Several active fire signals are recorded by OSEI with the NOAA AVHRR Sensor on 5 May 1999 in Mexico and Central America.
Fig.1. and 2. NOAA image of fire areas and smoke plumes from vegetation fires in Mexico and Central America on 5 May 1999
(Source: NOAA http://www.osei.noaa.gov/)
Heat signatures and smoke from the areas of fire in Mexico (Fig. 1). Figure 2 shows two images of fire-related phenomena from areas of fire burning in Mexico and Central America. In the top image, smoke can be seen streaming northward from Mexico over the Gulf of Mexico. The smoke is being carried into the southern United States by strong winds flowing around a storm system producing severe weather in the that region.
Most of the fires in Central America must be seen in the context of intensive land development. Fire is used as a tool in forest conversion. This is done by small farmers as well as large agro-industrial companies. The careless use of fire often allow the “prescribed” burnings to escape and become forest fires in the adjacent forests. Almost all fires inCentral America are human-caused, natural fires play a minor role in the tropical rain forest of Central America.

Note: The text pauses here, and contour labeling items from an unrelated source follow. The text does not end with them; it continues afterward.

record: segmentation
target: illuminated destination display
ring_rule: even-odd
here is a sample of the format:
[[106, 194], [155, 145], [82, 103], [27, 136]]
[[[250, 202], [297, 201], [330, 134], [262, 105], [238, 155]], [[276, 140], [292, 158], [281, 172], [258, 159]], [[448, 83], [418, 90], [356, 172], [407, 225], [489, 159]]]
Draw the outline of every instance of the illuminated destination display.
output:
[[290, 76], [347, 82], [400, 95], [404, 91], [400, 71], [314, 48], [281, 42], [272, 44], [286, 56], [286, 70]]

Under normal weather conditions the primary forest in the humid tropics does not catch fire. The hydrological cycle in the closed forests produces a very humid microclimate where unfavourable conditions for forest fire exist. But in forests where selective logging already took place the former closed canopy is disturbed. This allows more light to penetrate through the canopy and thereby changing the energy balance within the forest – the forest becomes more susceptible to drought and consequently to fire.